CalPERS Committee Will Not Call for GlaxoSmithKline To Report Licensing of Antiretroviral Drugs
The California Public Employees Retirement System's investment committee on Monday decided 6-5 not to send a "stern" letter to pharmaceutical company GlaxoSmithKline requesting that the drug maker submit a report on its licensing of antiretroviral drugs, Reuters reports (Reuters, 12/15). CalPERS, the largest U.S. pension fund, is believed to hold roughly $760 million shares of GSK, which manufactures several antiretroviral drugs (Kaiser Daily HIV/AIDS Report, 8/25). The letter also would have asked CalPERS to discuss a ruling by South Africa's Competition Commission about GSK's pricing of antiretrovirals, Reuters reports (Reuters, 12/15). South Africa's Competition Commission in October decided that GSK and Boehringer Ingelheim violated the country's competition act by setting antiretroviral drug prices too high and by refusing to license their patents to generic drug manufacturers. The commission recommended to the Competition Tribunal -- which has enforcement powers -- that the two companies be forced to allow generic licenses in exchange for royalties and be required to pay a fine of 10% of their annual antiretroviral sales for each year that they have violated the 1998 law. Both companies denied the commission's charges that they violated the country's competition act; however, the two companies last week signed a deal in which they will grant licenses to four different generic drug makers to manufacture their patented antiretroviral drugs. The commission said that following the announcement of the deal, it would ask that GSK not be fined, and the commission said that it is negotiating a similar deal with Boehringer (Kaiser Daily HIV/AIDS Report, 12/11).
'Long-Running Dispute'
The pension fund has been "caught in the middle" of a "long-running dispute" between the drug maker and HIV/AIDS advocates, Reuters reports (Reuters, 12/15).
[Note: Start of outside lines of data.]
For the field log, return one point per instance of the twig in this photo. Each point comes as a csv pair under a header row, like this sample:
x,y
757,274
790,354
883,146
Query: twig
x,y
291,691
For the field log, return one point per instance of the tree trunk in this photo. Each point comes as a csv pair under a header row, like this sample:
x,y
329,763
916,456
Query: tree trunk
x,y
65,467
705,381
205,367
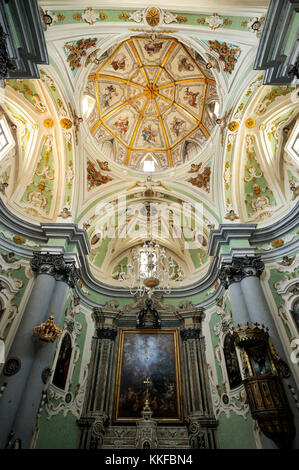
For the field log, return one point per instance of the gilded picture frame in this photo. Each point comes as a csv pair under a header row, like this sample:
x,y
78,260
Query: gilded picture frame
x,y
153,354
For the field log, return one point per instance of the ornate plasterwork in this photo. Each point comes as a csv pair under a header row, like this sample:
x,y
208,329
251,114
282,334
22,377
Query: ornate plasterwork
x,y
65,401
153,16
232,399
155,101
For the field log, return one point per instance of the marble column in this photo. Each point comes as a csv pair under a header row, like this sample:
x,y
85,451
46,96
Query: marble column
x,y
94,418
249,269
23,426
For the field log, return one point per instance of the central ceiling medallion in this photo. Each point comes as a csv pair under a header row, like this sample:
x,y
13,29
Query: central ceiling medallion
x,y
153,95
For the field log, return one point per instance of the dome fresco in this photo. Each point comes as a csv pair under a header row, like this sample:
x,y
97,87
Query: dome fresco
x,y
155,101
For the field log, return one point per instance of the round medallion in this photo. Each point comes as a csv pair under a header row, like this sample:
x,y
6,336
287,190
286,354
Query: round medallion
x,y
66,123
12,366
225,399
233,126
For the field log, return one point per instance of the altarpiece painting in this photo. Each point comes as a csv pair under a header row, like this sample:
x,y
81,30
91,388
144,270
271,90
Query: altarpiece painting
x,y
148,354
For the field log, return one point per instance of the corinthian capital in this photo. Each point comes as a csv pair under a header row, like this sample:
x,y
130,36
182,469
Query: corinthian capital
x,y
240,267
55,265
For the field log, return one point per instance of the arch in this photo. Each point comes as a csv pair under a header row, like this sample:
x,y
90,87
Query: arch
x,y
231,362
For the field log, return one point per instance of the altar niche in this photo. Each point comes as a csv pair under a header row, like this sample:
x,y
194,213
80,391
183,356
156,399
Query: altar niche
x,y
152,355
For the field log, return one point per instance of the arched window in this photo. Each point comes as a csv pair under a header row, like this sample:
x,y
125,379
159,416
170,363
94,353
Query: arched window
x,y
63,362
2,309
231,361
295,312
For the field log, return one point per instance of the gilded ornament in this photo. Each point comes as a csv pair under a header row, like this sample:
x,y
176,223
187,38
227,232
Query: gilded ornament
x,y
152,16
277,243
233,126
19,239
250,123
47,331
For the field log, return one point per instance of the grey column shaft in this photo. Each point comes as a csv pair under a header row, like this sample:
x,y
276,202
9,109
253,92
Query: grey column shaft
x,y
240,311
30,401
24,348
259,310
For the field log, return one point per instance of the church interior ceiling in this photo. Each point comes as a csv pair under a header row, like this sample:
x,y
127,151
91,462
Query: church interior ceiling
x,y
120,92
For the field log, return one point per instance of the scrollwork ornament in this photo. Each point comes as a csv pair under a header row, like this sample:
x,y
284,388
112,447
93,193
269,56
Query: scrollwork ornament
x,y
239,268
55,265
190,333
12,366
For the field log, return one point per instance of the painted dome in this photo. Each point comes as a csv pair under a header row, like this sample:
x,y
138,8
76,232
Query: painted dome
x,y
155,102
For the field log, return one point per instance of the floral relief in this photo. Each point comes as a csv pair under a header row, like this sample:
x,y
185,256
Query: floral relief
x,y
75,50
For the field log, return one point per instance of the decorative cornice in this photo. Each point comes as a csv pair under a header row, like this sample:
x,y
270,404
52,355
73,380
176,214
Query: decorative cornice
x,y
239,268
190,333
54,265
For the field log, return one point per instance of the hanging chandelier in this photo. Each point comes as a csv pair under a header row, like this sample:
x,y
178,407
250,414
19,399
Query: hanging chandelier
x,y
150,269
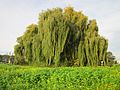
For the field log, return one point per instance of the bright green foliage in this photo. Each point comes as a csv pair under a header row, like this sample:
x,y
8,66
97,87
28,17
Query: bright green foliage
x,y
71,78
62,38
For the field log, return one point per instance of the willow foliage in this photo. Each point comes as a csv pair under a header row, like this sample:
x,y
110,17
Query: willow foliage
x,y
62,38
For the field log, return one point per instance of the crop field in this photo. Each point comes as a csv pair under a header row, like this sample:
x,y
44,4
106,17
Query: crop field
x,y
13,77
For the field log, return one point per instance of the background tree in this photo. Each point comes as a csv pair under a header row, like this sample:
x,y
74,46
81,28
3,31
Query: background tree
x,y
62,38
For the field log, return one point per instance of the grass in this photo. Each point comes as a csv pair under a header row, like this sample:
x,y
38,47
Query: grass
x,y
15,77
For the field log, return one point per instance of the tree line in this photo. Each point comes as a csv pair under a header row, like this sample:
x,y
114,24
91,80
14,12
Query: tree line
x,y
62,38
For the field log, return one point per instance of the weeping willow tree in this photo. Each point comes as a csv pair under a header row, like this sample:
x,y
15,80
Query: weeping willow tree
x,y
62,38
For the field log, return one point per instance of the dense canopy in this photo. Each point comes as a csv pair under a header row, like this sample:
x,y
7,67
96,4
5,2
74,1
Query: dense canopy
x,y
62,38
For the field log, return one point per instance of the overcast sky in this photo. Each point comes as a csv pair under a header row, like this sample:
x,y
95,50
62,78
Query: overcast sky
x,y
15,15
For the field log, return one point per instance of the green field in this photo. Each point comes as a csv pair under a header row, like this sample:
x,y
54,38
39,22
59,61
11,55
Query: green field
x,y
14,77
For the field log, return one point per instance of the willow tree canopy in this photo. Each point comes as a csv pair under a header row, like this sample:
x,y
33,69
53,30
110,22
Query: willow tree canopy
x,y
62,38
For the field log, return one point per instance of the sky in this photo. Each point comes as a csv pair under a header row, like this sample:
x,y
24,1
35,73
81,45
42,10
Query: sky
x,y
16,15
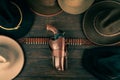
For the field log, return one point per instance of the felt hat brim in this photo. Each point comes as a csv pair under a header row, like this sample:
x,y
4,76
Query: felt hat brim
x,y
88,24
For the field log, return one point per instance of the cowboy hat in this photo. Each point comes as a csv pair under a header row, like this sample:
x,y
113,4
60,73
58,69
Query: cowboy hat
x,y
103,62
11,58
45,7
15,18
101,23
75,6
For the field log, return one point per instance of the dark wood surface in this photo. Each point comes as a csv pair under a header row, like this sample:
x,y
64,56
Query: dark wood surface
x,y
38,63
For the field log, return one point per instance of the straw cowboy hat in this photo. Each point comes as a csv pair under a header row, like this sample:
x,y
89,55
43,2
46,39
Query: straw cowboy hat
x,y
11,58
45,7
75,6
103,62
15,18
101,23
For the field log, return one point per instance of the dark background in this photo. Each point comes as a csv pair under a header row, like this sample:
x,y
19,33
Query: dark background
x,y
38,62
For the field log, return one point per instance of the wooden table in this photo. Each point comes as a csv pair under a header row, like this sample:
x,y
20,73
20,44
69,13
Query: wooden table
x,y
38,62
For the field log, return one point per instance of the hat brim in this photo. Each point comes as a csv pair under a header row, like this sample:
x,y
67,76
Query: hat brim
x,y
15,64
91,58
26,23
88,24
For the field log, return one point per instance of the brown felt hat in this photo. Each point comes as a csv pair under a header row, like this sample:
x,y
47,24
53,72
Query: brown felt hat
x,y
75,6
101,23
45,7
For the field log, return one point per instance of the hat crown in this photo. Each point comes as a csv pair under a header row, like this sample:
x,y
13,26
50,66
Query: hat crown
x,y
107,22
73,3
46,3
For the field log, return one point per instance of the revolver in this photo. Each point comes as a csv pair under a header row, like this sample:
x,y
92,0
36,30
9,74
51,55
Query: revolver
x,y
58,46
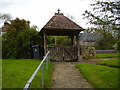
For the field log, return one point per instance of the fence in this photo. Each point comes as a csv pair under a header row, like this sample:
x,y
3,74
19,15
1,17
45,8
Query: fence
x,y
106,51
39,66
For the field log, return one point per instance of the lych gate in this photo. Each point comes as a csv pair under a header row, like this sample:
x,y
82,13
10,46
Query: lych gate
x,y
59,25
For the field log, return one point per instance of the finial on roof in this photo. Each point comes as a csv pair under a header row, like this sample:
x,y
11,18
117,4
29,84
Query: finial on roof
x,y
58,12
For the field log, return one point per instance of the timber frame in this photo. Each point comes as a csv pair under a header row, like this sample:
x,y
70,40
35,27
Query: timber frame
x,y
59,25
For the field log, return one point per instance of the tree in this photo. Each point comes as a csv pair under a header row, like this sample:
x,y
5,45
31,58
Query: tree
x,y
105,16
5,17
18,39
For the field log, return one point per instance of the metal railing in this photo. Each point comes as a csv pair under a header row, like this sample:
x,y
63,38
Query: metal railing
x,y
39,66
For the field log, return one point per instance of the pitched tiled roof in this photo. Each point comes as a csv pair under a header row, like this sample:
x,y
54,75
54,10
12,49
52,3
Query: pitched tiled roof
x,y
59,21
90,37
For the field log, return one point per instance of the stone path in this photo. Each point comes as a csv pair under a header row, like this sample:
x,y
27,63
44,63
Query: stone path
x,y
67,76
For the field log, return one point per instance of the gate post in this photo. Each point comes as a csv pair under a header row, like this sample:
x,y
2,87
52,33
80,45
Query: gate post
x,y
78,46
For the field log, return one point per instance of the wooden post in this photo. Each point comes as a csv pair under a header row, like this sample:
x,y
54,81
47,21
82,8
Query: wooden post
x,y
78,46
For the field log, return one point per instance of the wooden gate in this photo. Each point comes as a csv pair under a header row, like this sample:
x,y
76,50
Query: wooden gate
x,y
63,53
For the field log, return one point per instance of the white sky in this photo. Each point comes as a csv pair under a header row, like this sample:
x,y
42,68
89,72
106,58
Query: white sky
x,y
39,12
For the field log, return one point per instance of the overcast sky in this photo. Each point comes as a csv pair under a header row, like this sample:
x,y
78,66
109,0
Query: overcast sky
x,y
39,12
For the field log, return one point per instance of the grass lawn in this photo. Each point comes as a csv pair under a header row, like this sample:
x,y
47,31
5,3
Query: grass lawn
x,y
99,76
112,63
15,73
107,55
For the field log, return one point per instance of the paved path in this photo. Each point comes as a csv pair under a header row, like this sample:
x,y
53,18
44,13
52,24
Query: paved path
x,y
67,76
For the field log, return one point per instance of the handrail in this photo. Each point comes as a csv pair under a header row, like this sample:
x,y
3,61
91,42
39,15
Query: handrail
x,y
33,75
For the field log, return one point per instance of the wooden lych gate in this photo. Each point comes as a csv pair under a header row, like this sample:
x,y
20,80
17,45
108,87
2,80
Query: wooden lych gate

In April, at the urging of the Los Angeles-based AIDS Healthcare Foundation, CalPERS sent a letter to GSK, asking the company to reevaluate its antiretroviral drug pricing for developing countries and to look into licensing generic antiretrovirals for humanitarian purposes. Two weeks later, GSK cut the prices of its antiretrovirals by as much as 47% for 63 nations, but claimed that the CalPERs letter had no bearing on the decision (Kaiser Daily HIV/AIDS Report, 5/21). Tom Myers, general counsel of AHF said, "Clearly, CalPERS wishes to move on. If circumstances change, we'll certainly be back" (Reuters, 12/15).